I have been working on Skylake Server CPUs (Xeon Platinum 8180). Together with switch to mesh topology its cache architecture is changed to a directory based protocol. I am looking into understanding how it works, but cannot find much official documentation. Some descriptions of directory based cache coherency protocols describes that there is a directory structure kept in memory, and caching agent caches it. That would mean, there might be two memory accesses if the requested data is not in the caches, and corresponding directory information is not in the directory cache. However, I am not sure if the directory is implemented this way. The WikiChip mentions that, NCID (non-inclusive cache, inclusive directory architecture) might be used in the Skylake Server CPUs. However, there is not much information about it. If NCID is used, I am curious whether there is a directory entry for every set and way of the L2 and LLC of each core? If the inclusive directory entries are not directly mapped to the cache lines, then I might not be able to use all the cache lines. Reading data into cache should evict other cache lines, not because I am out of cache lines, but because I am out of directory storage right? I am asking this because there is a recent paper (http://iacoma.cs.uiuc.edu/iacoma-papers/ssp19.pdf), which thinks that such a problem can occur, as some directory entries are shared between L2 and LLC lines. I provide below a figure that shows the reverse engineered directory structure.
May I kindly ask, if their reverse engineering is accurate? Can I use all cache lines, or if I am limited with directory entry counts?
I have not checked all the details of that paper, but the general picture is correct. The specific hypothesis that the reported 12-way Snoop Filter plus 11-way L3 are crammed into a 21-way combined tag a scary one to consider, and I have not tried to figure out whether that paper's argument for this (horrifying) "feature" is convincing. Rather than dive into the details of that specific hypothesis, I would like to review the issues at a higher level.

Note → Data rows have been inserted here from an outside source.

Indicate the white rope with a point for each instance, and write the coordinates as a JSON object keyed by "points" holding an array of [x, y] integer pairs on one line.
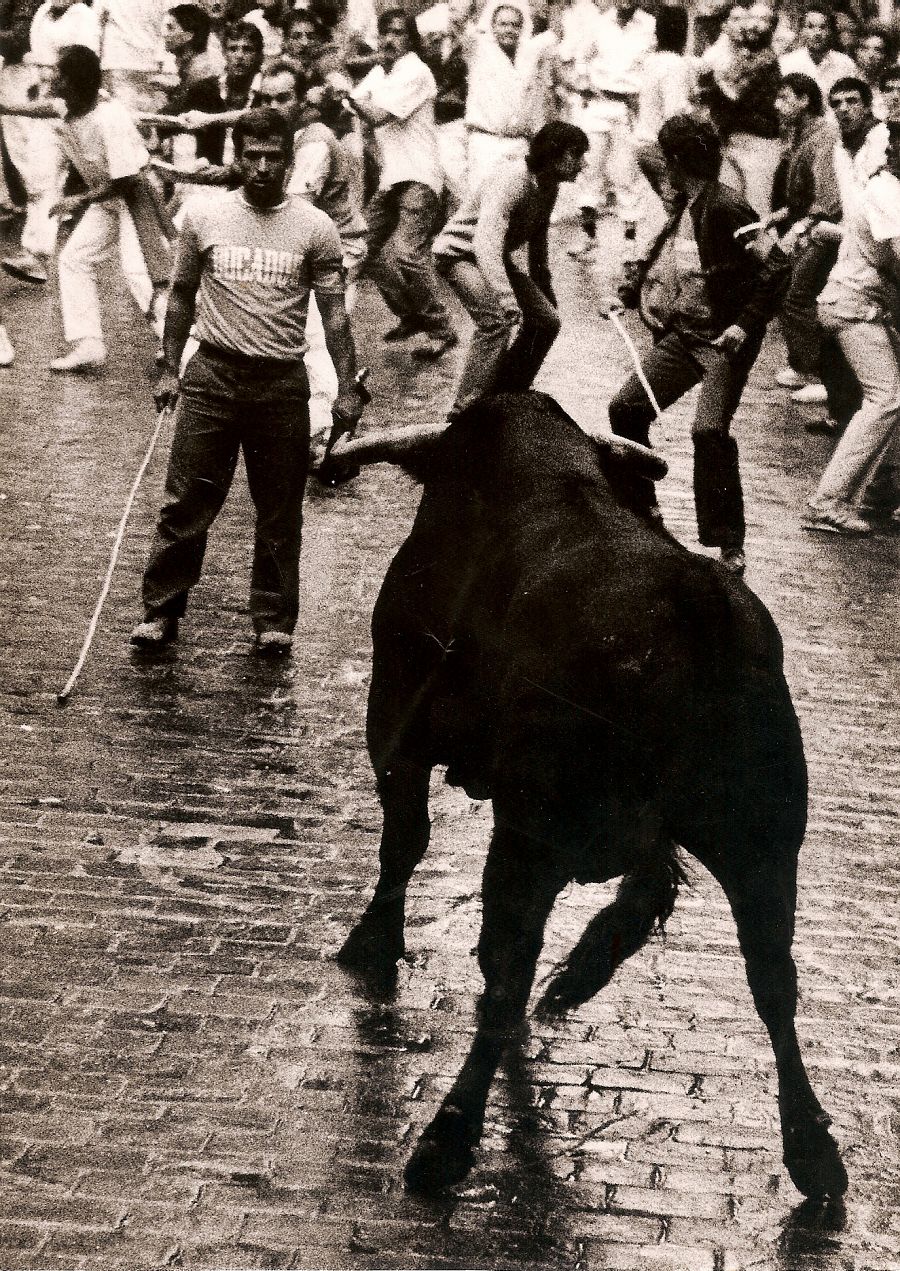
{"points": [[638, 369], [62, 695]]}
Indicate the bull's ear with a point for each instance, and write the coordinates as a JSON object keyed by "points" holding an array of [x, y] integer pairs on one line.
{"points": [[407, 448], [640, 460]]}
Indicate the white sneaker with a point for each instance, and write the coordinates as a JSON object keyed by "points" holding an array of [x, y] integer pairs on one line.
{"points": [[6, 351], [85, 355], [811, 394], [582, 247]]}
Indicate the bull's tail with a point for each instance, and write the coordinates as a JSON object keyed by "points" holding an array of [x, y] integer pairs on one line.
{"points": [[642, 905]]}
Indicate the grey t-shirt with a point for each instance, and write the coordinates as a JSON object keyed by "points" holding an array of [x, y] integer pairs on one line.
{"points": [[253, 271]]}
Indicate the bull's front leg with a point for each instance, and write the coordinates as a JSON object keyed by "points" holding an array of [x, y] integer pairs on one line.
{"points": [[375, 944], [519, 890]]}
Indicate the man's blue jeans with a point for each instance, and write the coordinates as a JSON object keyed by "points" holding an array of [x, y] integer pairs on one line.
{"points": [[673, 366], [230, 403]]}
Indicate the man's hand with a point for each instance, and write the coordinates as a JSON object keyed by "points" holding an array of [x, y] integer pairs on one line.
{"points": [[165, 394], [191, 121], [70, 206], [348, 407], [610, 305], [731, 339]]}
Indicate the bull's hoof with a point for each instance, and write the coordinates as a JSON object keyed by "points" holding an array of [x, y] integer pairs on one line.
{"points": [[812, 1161], [444, 1154], [371, 951]]}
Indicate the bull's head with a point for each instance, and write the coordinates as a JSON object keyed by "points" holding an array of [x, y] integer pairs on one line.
{"points": [[411, 448]]}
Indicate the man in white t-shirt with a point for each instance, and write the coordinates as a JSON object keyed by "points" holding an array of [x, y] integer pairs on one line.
{"points": [[244, 268], [270, 17], [132, 48], [99, 140], [818, 54], [397, 98]]}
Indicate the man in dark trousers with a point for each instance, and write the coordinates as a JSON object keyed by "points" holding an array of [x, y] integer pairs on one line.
{"points": [[515, 313], [708, 296], [245, 265]]}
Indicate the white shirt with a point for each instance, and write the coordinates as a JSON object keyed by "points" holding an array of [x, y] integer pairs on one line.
{"points": [[833, 66], [103, 145], [132, 33], [665, 90], [408, 140], [273, 38], [507, 97], [48, 34]]}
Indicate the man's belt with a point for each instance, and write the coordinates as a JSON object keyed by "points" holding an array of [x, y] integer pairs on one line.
{"points": [[249, 360], [504, 136]]}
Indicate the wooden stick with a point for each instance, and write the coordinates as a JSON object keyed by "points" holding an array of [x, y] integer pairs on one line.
{"points": [[62, 695]]}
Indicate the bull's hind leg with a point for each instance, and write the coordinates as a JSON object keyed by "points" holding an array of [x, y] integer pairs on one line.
{"points": [[376, 943], [399, 751], [762, 894], [519, 890]]}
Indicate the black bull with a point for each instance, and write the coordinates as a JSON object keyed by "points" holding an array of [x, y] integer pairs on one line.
{"points": [[614, 695]]}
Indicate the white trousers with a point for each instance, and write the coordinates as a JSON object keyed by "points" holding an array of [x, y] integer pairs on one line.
{"points": [[33, 150], [484, 151], [873, 432], [92, 243], [609, 163]]}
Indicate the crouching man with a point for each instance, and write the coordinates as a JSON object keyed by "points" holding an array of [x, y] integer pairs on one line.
{"points": [[707, 292], [515, 313], [244, 267]]}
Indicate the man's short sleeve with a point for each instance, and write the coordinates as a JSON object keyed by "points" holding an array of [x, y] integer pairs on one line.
{"points": [[126, 153], [326, 258], [408, 87], [187, 265]]}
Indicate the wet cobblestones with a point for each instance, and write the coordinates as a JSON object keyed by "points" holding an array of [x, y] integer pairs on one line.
{"points": [[188, 1080]]}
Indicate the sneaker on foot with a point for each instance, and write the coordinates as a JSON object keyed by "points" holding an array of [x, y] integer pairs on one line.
{"points": [[273, 643], [834, 520], [790, 379], [6, 351], [810, 394], [435, 346], [26, 266], [581, 247], [85, 355], [823, 423], [404, 329], [734, 559], [155, 632]]}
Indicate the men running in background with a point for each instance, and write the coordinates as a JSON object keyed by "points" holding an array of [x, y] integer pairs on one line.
{"points": [[245, 265], [515, 313]]}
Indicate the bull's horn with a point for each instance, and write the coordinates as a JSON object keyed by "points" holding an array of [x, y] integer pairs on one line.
{"points": [[647, 462], [389, 445]]}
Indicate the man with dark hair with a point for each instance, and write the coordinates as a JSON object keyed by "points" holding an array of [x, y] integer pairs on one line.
{"points": [[859, 305], [474, 253], [810, 195], [708, 296], [243, 273], [397, 99], [818, 54], [739, 92], [99, 140]]}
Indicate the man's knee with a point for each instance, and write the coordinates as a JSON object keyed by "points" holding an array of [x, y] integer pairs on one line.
{"points": [[629, 417]]}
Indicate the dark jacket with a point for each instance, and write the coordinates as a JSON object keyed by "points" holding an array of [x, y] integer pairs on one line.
{"points": [[744, 290]]}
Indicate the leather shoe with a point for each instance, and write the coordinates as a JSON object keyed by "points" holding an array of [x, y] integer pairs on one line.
{"points": [[155, 632], [85, 355]]}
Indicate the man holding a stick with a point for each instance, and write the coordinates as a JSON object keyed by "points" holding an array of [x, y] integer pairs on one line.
{"points": [[244, 267]]}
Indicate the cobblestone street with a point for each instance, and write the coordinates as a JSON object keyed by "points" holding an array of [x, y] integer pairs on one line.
{"points": [[190, 1080]]}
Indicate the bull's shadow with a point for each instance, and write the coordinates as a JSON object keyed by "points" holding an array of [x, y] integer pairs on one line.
{"points": [[618, 699]]}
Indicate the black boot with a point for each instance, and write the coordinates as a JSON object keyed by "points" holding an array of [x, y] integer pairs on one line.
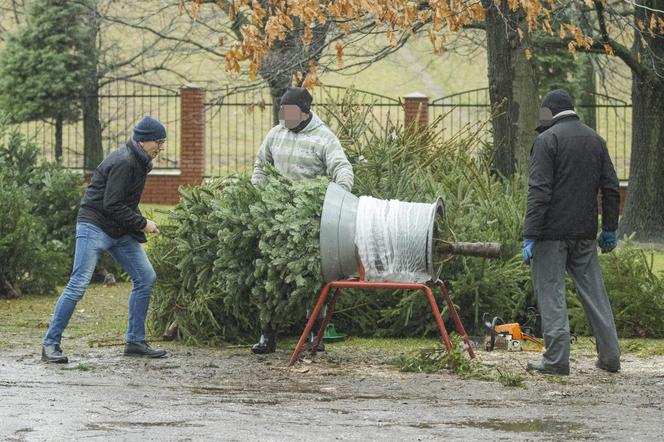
{"points": [[267, 342], [142, 348], [53, 353]]}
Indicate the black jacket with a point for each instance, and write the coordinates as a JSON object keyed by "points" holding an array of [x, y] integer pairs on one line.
{"points": [[569, 164], [111, 200]]}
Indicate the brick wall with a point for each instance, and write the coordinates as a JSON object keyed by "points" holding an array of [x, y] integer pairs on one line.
{"points": [[161, 186], [416, 109]]}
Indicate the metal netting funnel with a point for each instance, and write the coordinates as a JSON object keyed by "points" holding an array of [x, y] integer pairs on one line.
{"points": [[337, 234], [392, 239]]}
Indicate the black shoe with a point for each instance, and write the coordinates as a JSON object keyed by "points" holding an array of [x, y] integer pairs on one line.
{"points": [[611, 368], [142, 348], [266, 344], [541, 367], [53, 353]]}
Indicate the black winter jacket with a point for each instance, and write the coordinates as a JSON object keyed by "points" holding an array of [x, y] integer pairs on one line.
{"points": [[569, 164], [111, 200]]}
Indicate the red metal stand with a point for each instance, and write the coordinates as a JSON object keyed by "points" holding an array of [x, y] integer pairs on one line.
{"points": [[360, 283]]}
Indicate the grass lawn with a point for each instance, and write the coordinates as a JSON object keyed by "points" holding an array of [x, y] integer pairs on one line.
{"points": [[658, 266], [100, 319]]}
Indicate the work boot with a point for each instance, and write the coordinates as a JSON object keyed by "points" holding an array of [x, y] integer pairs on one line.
{"points": [[53, 353], [611, 368], [543, 368], [142, 348], [267, 342], [312, 336]]}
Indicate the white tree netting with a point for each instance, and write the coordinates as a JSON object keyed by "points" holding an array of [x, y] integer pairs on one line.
{"points": [[393, 239]]}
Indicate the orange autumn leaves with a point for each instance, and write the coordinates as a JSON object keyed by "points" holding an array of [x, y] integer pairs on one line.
{"points": [[273, 20]]}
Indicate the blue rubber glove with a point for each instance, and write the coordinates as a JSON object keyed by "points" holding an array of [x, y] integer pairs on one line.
{"points": [[528, 246], [607, 241]]}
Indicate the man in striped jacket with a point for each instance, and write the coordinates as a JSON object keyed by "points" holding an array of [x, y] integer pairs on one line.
{"points": [[300, 147]]}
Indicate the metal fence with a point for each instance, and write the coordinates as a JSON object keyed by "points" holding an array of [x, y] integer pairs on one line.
{"points": [[237, 124], [472, 109], [467, 110], [121, 105]]}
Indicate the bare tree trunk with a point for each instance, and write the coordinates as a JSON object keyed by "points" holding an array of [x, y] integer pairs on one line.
{"points": [[587, 110], [512, 90], [286, 58], [58, 138], [644, 208], [93, 152]]}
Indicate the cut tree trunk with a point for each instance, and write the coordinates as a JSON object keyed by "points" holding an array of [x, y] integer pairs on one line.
{"points": [[512, 90]]}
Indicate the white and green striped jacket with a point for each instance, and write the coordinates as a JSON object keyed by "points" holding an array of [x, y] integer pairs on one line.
{"points": [[312, 152]]}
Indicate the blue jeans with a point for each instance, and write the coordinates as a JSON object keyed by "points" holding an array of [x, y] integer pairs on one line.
{"points": [[91, 241]]}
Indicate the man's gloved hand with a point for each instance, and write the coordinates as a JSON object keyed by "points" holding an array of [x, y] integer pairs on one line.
{"points": [[528, 246], [607, 241]]}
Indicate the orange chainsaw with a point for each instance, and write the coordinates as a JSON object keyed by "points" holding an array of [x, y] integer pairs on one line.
{"points": [[509, 337]]}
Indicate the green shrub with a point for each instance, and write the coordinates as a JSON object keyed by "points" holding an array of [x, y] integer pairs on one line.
{"points": [[635, 291], [28, 262], [39, 204], [238, 257]]}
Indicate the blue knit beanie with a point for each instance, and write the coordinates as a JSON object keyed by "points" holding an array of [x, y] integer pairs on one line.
{"points": [[149, 129]]}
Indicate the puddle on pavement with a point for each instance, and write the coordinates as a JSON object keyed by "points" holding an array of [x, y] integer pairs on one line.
{"points": [[114, 425], [525, 426]]}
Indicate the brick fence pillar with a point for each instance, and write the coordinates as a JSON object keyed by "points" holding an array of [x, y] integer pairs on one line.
{"points": [[162, 186], [416, 109], [192, 135]]}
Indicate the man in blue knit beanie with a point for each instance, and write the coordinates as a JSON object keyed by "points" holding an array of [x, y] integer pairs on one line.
{"points": [[109, 220]]}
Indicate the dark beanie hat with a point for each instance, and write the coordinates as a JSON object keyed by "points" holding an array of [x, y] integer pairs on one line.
{"points": [[149, 129], [299, 96], [558, 100]]}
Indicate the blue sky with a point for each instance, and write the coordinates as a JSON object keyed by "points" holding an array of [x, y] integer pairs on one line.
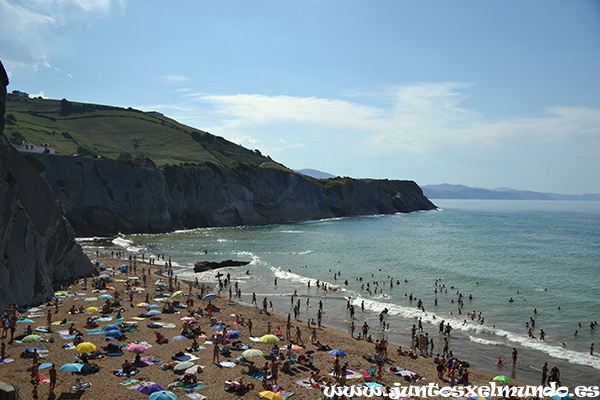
{"points": [[481, 93]]}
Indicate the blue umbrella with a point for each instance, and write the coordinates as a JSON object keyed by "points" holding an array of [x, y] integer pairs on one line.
{"points": [[337, 353], [111, 328], [113, 334], [234, 334], [71, 367], [209, 296], [163, 395]]}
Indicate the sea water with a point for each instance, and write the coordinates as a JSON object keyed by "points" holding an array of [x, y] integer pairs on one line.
{"points": [[545, 255]]}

It is important to note that "directory" can mean several different things, not necessarily consistent with the way Intel uses the term.
In Xeon Scalable Processors, it is clear that the L3 is no longer "inclusive", but it is harder to whether it is "non-inclusive" or "(fully) exclusive".
Nomenclature is fairly inconsistent across the industry (and literature), so I will try to be more precise. I am using the term "non-inclusive" here to mean that the L3 is *sometimes* allowed to cache lines that are also cached in one or more private (L1+L2) caches. AMD calls this "mostly-exclusive, and uses this as the L3 policy in AMD Family 10h processors -- the L3 can keep a shared copy of a line if it detects that the line is in use by more than one L2. In contrast, the term "exclusive" (perhaps more clearly as "fully exclusive") absolutely prohibits a line from being cached in both the shared L3 and any private (L1/L2) at the same time. This is the policy of the L1D and L2 caches in AMD Family 10h processors -- the L2 is purely a victim of the L1, and lines are "moved" from the L2 to the L1, rather than "copied". (AMD reference https://doi.org/10.1109/MM.2010.31)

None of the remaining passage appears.